Formule, portanto, as suas perguntas, indague o que fez e de que modo agiu em determinada circunstância, se fez alguma coisa que censura nos outros, se praticou uma ação que não ousaria confessar. Pergunte-se ainda isto: Se Deus quisesse chamar-me neste momento, ao entrar no mundo de lá, onde nada é oculto, teria eu de temer o olhar de alguém? Examine o que poderia ter feito contra Deus, depois contra o próximo e por fim contra você mesmo. As respostas serão motivo de repouso para sua consciência ou indicarão um mal que deve ser curado.
O conhecimento de si mesmo é portanto a chave do melhoramento individual. Mas, diria, como julgar a si mesmo? Não se terá a ilusão do amor-próprio, que atenua as faltas e as torna desculpáveis? O avaro se julga simplesmente econômico e previdente, o orgulhoso se considera tão somente cheio de dignidade.
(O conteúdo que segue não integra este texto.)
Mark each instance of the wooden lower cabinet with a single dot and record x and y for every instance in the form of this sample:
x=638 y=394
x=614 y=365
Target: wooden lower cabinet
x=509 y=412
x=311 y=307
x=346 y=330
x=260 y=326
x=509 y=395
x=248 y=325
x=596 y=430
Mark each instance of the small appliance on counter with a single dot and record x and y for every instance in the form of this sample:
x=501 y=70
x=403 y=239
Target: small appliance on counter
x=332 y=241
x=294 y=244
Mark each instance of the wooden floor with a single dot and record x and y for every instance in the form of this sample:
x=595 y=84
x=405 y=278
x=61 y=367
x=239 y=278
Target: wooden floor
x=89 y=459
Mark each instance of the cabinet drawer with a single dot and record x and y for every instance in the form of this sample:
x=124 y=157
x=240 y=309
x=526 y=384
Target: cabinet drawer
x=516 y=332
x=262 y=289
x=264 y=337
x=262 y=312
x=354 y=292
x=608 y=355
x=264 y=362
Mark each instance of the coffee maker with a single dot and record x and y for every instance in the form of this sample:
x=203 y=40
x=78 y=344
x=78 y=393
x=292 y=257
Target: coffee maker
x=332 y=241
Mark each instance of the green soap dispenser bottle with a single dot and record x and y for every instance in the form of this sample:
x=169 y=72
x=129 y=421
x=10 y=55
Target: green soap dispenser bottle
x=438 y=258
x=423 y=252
Tudo isso é muito certo, mas tem um meio de controle que não lhe pode enganar. Quando estiver indeciso, quanto ao valor de uma de suas ações, pergunte como a qualificaria se tivesse sido praticada por outra pessoa. Se a censurar em outros, ela não poderia ser mais legítima para você, porque Deus não usa de duas medidas para a justiça.
Procurei também saber o que pensam os outros e não negligencie a opinião de seus inimigos, porque eles não têm nenhum interesse em disfarçar a verdade e geralmente Deus os colocou ao seu lado como um espelho, para o advertir com mais franqueza do que o faria um amigo.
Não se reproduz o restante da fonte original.